What is a “serious” game? Up until about a year ago, I didn’t really know what it meant, and kind of thought it sounded like an oxymoron. Since then, I have been researching and making serious games–you can find my first one here. At some point in your life, you’ve probably been in the midst of a task and realized you or someone else had turned it into a game. Maybe your mom tricked you into thinking raking the leaves was a game by telling you and your brother that whoever got the most leaves into a pile the fastest would win. Maybe your boss gave out points for a job well done in an employee of the month competition. As a Penn Freshman, you may remember competing in a scavenger hunt during the Library Social here at Van Pelt Library. Have you ever come across a game and got the feeling there was more going on than just fun? If you answered no, odds are that will change soon. Serious games include any game with a goal beyond pure entertainment, and they are making appearances in all kinds of places–especially digital games.
Sure, serious games include the chores game your mom made up and playing The Oregon Trail at your elementary school computer lab when you were 8. But the goal doesn’t have to be chores or education. Advergames are basically game version of advertisements, like the Chester the Cheetah platformer–if it got somebody to associate Cheetos with fun, then mission accomplished. (Of course this may have backfired because that game was the worst). Newsgames can offer interactive documentaries as a way to absorb current events.
If you’re not sure if a game is really a game, it’s probably a serious game. Some empathy building and political games are meant to convey the perspective of another in a more powerful way through asking the user to try out making the decisions in the life of someone else, like in Darfur is Dying. Others seek to use a larger community than what would be found otherwise for some really impressive advancements –just look at Foldit, which asks users to figure out ways to fold proteins properly. When players get all the way up to folding proteins that modern biological science had yet to figure out how to fold, some players have actually made significant scientific advancements by solving the puzzle of folding the proteins.
Sometimes the game’s purpose is not obvious. Persuasive games like the recruitment games for the U.S. army certainly qualify as serious games, but this is a space that lends itself to ambiguity. Is Call of Duty a persuasive game? It could also be seen as an army-recruitment-type game, complete with revisions of history in which America is constantly the scrappy underdog.
And of course, the educational game has come a long way since The Oregon Trail. Sure, a lot of us have fond memories of fording rivers and hunting way more buffalo than we could carry (seriously, why couldn’t the rest of my party come help carry the food back to the wagon?). But did anyone actually learn anything? I’m pretty sure I learned that Independence Rock was a thing and that dysentery was pretty scary, but like many of these early educational video games, they were either more fun or more educational.

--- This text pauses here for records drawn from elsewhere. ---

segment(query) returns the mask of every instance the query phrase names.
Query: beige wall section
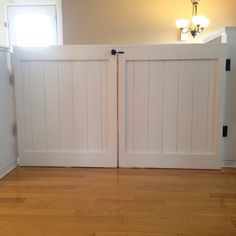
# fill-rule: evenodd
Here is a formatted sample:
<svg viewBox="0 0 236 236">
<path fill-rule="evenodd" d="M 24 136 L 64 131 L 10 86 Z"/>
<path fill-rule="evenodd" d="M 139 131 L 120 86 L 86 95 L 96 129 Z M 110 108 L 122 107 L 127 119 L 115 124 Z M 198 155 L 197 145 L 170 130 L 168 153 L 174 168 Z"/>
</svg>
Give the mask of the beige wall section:
<svg viewBox="0 0 236 236">
<path fill-rule="evenodd" d="M 190 0 L 62 0 L 64 44 L 175 43 L 175 20 L 191 17 Z M 208 34 L 236 25 L 235 0 L 201 0 Z"/>
</svg>

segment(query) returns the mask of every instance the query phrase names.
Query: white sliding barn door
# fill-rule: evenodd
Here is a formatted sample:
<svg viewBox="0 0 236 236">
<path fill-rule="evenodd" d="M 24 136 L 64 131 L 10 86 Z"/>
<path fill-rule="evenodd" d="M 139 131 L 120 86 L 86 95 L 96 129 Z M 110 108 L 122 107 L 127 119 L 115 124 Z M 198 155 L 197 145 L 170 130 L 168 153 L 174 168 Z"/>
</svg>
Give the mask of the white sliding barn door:
<svg viewBox="0 0 236 236">
<path fill-rule="evenodd" d="M 219 168 L 224 50 L 209 45 L 121 50 L 119 166 Z"/>
<path fill-rule="evenodd" d="M 111 47 L 15 48 L 20 165 L 117 166 Z"/>
</svg>

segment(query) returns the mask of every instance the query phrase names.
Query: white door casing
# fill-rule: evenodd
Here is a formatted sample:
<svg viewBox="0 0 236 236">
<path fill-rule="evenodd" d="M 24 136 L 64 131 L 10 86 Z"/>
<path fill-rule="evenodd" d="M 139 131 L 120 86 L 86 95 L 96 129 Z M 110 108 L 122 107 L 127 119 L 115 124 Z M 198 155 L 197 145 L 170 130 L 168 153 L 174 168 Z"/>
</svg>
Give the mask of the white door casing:
<svg viewBox="0 0 236 236">
<path fill-rule="evenodd" d="M 10 50 L 0 47 L 0 178 L 16 167 Z"/>
</svg>

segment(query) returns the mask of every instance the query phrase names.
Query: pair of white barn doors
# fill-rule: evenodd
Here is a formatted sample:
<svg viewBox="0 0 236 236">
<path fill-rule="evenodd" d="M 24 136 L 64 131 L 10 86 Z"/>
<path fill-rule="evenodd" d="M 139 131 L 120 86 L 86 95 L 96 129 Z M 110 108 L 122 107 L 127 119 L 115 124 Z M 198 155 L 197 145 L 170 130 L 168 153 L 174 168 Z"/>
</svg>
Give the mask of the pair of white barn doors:
<svg viewBox="0 0 236 236">
<path fill-rule="evenodd" d="M 22 166 L 219 167 L 223 49 L 14 49 Z"/>
</svg>

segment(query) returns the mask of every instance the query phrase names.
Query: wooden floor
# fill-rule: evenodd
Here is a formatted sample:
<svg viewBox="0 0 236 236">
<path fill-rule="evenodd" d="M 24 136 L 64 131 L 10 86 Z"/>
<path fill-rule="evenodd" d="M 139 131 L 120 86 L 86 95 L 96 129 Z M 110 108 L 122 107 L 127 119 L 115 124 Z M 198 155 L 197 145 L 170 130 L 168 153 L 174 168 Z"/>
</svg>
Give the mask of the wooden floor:
<svg viewBox="0 0 236 236">
<path fill-rule="evenodd" d="M 0 235 L 235 236 L 236 169 L 18 168 Z"/>
</svg>

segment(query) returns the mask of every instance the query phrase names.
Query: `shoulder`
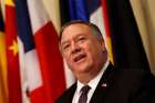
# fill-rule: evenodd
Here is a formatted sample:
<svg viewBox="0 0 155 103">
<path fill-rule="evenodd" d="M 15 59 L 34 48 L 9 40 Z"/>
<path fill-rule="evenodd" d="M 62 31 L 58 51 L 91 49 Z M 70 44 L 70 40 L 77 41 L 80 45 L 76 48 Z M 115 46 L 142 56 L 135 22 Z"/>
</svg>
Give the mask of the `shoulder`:
<svg viewBox="0 0 155 103">
<path fill-rule="evenodd" d="M 55 103 L 66 103 L 69 100 L 72 100 L 73 94 L 75 92 L 76 89 L 76 83 L 74 83 L 72 86 L 70 86 L 69 89 L 66 89 L 62 95 L 60 95 Z M 71 103 L 71 102 L 70 102 Z"/>
</svg>

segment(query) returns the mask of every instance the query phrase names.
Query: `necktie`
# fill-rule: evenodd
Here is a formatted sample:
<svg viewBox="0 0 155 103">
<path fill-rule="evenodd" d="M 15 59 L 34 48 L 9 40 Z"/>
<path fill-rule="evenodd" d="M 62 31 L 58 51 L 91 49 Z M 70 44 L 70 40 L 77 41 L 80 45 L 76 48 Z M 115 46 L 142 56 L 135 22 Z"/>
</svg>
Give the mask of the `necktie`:
<svg viewBox="0 0 155 103">
<path fill-rule="evenodd" d="M 89 93 L 89 90 L 90 90 L 91 87 L 89 86 L 89 85 L 85 85 L 85 86 L 83 86 L 82 89 L 81 89 L 81 95 L 80 95 L 80 97 L 79 97 L 79 102 L 78 103 L 86 103 L 86 101 L 87 101 L 87 93 Z"/>
</svg>

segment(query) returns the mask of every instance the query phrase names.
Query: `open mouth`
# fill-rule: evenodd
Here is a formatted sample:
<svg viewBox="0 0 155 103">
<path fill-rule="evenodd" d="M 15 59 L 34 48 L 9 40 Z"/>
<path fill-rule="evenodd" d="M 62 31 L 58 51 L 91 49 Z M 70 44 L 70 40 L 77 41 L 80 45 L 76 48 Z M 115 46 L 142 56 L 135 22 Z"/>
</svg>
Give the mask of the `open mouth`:
<svg viewBox="0 0 155 103">
<path fill-rule="evenodd" d="M 74 58 L 74 62 L 79 62 L 80 60 L 84 59 L 85 56 L 86 56 L 86 54 L 80 54 Z"/>
</svg>

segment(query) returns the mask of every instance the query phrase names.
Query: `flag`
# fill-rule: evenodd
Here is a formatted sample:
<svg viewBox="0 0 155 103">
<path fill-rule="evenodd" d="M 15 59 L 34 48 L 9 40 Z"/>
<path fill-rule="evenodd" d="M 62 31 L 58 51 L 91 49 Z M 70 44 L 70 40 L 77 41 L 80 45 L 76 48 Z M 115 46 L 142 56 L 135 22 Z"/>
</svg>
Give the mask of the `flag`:
<svg viewBox="0 0 155 103">
<path fill-rule="evenodd" d="M 7 103 L 8 101 L 7 82 L 8 81 L 7 81 L 6 43 L 4 43 L 4 23 L 0 2 L 0 103 Z"/>
<path fill-rule="evenodd" d="M 17 35 L 14 2 L 12 0 L 6 0 L 6 50 L 9 103 L 22 102 Z"/>
<path fill-rule="evenodd" d="M 149 71 L 147 58 L 128 0 L 106 0 L 114 64 Z"/>
<path fill-rule="evenodd" d="M 154 0 L 130 0 L 141 32 L 142 41 L 149 61 L 151 70 L 155 74 L 155 16 Z"/>
<path fill-rule="evenodd" d="M 24 48 L 30 103 L 54 103 L 65 89 L 59 38 L 43 3 L 17 0 L 19 37 Z"/>
</svg>

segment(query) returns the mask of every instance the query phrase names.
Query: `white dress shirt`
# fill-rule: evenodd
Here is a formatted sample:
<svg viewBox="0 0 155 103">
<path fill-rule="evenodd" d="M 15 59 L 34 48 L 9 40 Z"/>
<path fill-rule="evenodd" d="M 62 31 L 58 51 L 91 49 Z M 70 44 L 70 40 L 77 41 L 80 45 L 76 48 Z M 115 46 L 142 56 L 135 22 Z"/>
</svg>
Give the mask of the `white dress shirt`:
<svg viewBox="0 0 155 103">
<path fill-rule="evenodd" d="M 100 80 L 101 80 L 101 78 L 102 78 L 102 74 L 104 73 L 104 71 L 106 70 L 106 68 L 108 66 L 108 64 L 110 64 L 110 62 L 108 62 L 108 60 L 107 60 L 106 63 L 104 64 L 103 69 L 100 71 L 100 73 L 99 73 L 93 80 L 91 80 L 91 81 L 87 83 L 87 85 L 89 85 L 91 89 L 90 89 L 90 91 L 89 91 L 89 93 L 87 93 L 87 102 L 86 102 L 86 103 L 90 103 L 91 97 L 92 97 L 92 95 L 93 95 L 93 93 L 94 93 L 94 91 L 95 91 L 95 89 L 96 89 L 96 86 L 97 86 L 97 84 L 99 84 L 99 82 L 100 82 Z M 78 85 L 76 85 L 76 86 L 78 86 L 78 87 L 76 87 L 76 91 L 75 91 L 75 93 L 74 93 L 74 95 L 73 95 L 72 103 L 78 103 L 79 97 L 80 97 L 80 95 L 81 95 L 81 91 L 80 91 L 80 90 L 84 86 L 84 84 L 82 84 L 80 81 L 78 81 Z"/>
</svg>

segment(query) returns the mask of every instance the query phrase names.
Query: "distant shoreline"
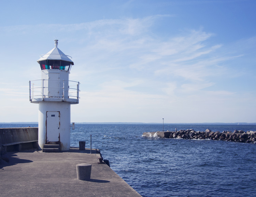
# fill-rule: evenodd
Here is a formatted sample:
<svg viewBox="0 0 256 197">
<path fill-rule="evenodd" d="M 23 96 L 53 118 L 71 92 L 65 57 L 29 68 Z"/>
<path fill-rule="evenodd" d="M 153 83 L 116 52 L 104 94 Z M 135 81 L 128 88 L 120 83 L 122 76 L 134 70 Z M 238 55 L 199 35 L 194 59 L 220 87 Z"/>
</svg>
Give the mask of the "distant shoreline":
<svg viewBox="0 0 256 197">
<path fill-rule="evenodd" d="M 247 122 L 234 122 L 234 123 L 223 123 L 223 122 L 204 122 L 204 123 L 164 123 L 163 124 L 207 124 L 207 125 L 254 125 L 256 123 L 247 123 Z M 38 124 L 37 122 L 0 122 L 0 124 Z M 162 123 L 144 123 L 144 122 L 75 122 L 75 124 L 163 124 Z"/>
</svg>

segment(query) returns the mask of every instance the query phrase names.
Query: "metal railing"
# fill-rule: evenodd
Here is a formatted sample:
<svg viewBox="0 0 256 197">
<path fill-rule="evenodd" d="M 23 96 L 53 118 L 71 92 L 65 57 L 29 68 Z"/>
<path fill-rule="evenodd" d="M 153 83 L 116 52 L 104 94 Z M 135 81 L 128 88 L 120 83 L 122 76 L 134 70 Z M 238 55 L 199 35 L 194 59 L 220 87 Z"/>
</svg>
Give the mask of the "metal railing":
<svg viewBox="0 0 256 197">
<path fill-rule="evenodd" d="M 53 84 L 54 84 L 55 87 L 51 86 L 51 82 L 54 82 Z M 44 100 L 46 98 L 62 98 L 62 101 L 65 98 L 79 100 L 80 84 L 79 81 L 67 80 L 38 79 L 29 81 L 29 101 L 31 101 L 32 98 L 42 98 Z M 49 94 L 49 90 L 55 90 L 54 92 L 55 94 Z"/>
</svg>

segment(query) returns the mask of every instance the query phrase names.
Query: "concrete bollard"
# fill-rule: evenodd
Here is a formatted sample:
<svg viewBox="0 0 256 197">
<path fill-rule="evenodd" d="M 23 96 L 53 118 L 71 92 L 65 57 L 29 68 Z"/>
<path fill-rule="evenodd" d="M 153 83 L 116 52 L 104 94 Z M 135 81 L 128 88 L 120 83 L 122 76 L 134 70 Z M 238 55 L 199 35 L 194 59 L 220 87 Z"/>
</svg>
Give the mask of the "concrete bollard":
<svg viewBox="0 0 256 197">
<path fill-rule="evenodd" d="M 85 149 L 85 141 L 79 141 L 79 150 L 84 150 Z"/>
<path fill-rule="evenodd" d="M 88 181 L 91 178 L 91 164 L 80 164 L 76 165 L 76 174 L 77 179 Z"/>
</svg>

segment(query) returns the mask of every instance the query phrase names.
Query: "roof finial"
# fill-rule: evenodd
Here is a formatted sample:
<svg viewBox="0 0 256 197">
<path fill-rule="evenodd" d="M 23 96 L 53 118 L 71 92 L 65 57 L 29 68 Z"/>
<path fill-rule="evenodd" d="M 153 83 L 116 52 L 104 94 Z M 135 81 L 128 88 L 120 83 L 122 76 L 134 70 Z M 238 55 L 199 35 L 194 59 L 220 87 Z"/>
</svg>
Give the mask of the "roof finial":
<svg viewBox="0 0 256 197">
<path fill-rule="evenodd" d="M 58 40 L 55 40 L 54 41 L 55 41 L 55 47 L 57 48 Z"/>
</svg>

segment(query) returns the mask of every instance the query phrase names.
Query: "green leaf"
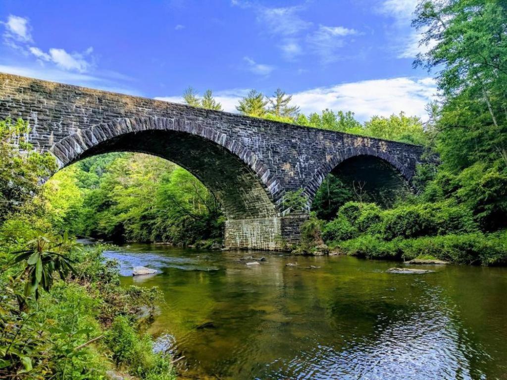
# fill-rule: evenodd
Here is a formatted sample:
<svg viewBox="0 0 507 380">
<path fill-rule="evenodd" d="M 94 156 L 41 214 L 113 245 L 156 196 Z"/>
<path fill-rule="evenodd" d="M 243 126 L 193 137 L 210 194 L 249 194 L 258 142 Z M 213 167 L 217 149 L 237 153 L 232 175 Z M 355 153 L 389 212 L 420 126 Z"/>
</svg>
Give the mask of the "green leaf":
<svg viewBox="0 0 507 380">
<path fill-rule="evenodd" d="M 28 356 L 23 356 L 21 358 L 21 363 L 23 364 L 23 366 L 24 367 L 25 369 L 24 371 L 18 373 L 28 372 L 29 371 L 31 371 L 33 368 L 32 366 L 31 359 Z"/>
<path fill-rule="evenodd" d="M 37 265 L 35 268 L 35 276 L 37 279 L 37 282 L 40 282 L 42 278 L 42 260 L 39 256 L 39 260 L 37 260 Z"/>
<path fill-rule="evenodd" d="M 35 252 L 28 258 L 28 259 L 26 260 L 26 262 L 28 265 L 34 265 L 37 260 L 40 258 L 40 255 L 39 255 L 39 252 Z"/>
</svg>

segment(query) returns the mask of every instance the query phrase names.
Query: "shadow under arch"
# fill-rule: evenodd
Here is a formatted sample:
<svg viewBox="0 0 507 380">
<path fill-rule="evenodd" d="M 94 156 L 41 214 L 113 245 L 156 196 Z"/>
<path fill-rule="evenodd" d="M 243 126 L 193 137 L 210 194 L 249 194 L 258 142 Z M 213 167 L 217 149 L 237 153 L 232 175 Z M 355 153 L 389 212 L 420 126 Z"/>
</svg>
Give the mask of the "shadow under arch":
<svg viewBox="0 0 507 380">
<path fill-rule="evenodd" d="M 220 202 L 228 219 L 274 217 L 278 180 L 249 149 L 202 125 L 163 118 L 132 118 L 80 130 L 50 149 L 60 168 L 113 151 L 165 159 L 195 175 Z"/>
<path fill-rule="evenodd" d="M 392 204 L 399 196 L 416 191 L 412 182 L 413 173 L 390 155 L 369 147 L 348 148 L 331 157 L 319 168 L 305 189 L 310 202 L 326 177 L 334 175 L 348 182 L 359 182 L 368 197 L 367 200 L 382 206 Z"/>
</svg>

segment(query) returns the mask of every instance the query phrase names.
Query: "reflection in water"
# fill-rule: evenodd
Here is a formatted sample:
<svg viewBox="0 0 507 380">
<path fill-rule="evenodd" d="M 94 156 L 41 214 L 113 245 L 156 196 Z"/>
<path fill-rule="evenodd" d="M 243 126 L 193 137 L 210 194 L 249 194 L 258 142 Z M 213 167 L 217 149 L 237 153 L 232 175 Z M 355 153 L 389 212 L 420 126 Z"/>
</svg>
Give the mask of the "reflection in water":
<svg viewBox="0 0 507 380">
<path fill-rule="evenodd" d="M 248 267 L 247 254 L 256 255 L 147 245 L 106 253 L 125 276 L 160 272 L 135 283 L 165 294 L 151 332 L 157 349 L 185 356 L 186 377 L 507 378 L 505 269 L 405 275 L 386 273 L 392 262 L 265 252 Z"/>
</svg>

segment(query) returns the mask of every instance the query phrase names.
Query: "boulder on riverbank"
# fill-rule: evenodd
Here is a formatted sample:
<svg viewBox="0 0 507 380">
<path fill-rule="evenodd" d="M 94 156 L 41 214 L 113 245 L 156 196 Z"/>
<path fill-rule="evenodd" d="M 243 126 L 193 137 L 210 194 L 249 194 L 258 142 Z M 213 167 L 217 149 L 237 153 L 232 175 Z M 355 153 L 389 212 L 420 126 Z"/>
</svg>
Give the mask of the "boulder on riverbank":
<svg viewBox="0 0 507 380">
<path fill-rule="evenodd" d="M 141 276 L 142 275 L 152 275 L 156 273 L 157 270 L 147 268 L 146 267 L 134 267 L 132 271 L 132 276 Z"/>
<path fill-rule="evenodd" d="M 411 265 L 446 265 L 449 263 L 447 261 L 437 260 L 437 259 L 414 258 L 410 261 L 407 261 L 405 263 Z"/>
<path fill-rule="evenodd" d="M 411 268 L 389 268 L 386 272 L 388 273 L 395 273 L 400 275 L 423 275 L 425 273 L 431 273 L 434 271 L 429 269 L 412 269 Z"/>
</svg>

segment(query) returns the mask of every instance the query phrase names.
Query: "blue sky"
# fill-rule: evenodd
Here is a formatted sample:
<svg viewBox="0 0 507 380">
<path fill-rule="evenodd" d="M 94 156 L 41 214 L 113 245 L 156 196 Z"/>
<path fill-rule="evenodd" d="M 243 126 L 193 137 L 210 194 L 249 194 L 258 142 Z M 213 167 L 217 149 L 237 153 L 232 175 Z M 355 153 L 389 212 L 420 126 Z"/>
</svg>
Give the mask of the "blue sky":
<svg viewBox="0 0 507 380">
<path fill-rule="evenodd" d="M 0 71 L 171 101 L 192 86 L 226 110 L 255 88 L 305 113 L 426 117 L 415 0 L 0 0 Z M 424 48 L 423 48 L 424 49 Z"/>
</svg>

Modern educational games are trying to strike a balance, harnessing the motivational power of playing a game for fun with the learning potential involved in figuring out how to play something. Since you have to learn to play a game better and better in order to advance (if it’s designed well anyway), if the gameplay action is something educational, you’re bound to learn something. Good game design relies on making the learning process of improving gameplay skills as easy on the player as possible, which can make for some pretty great educational opportunities.
So if you are interested in how learning happens, you may be interested in checking out serious games. If you’re interested in making a game here at Penn, make sure to check out the Computer Graphics and Game Technology graduate program, Penn Apps or Professor Kevin Werbach of Wharton’s work on gamification, including the gamification courses LGST 240 and LGST 640 (the former for undergrads, the latter for MBA and grad students) and this very popular Coursera class. Outside of Penn, the Games for Change community would likely be happy to have you, and make sure to check out the smaller indie games cropping up these days–there are some pretty great innovations coming from individual and small groups of game makers, and they often include some great serious game options. If you’re interested in turning something into a game, or making your first game from scratch, feel free to stop by Weigle Information Commons to chat with me.
Personally, I like making educational games (like this one for learning physics–note that you’ll have to install Unity Web Player, a free extension), but whatever game you want to make, we’ll figure out a way to get you started. No programming or art skills required.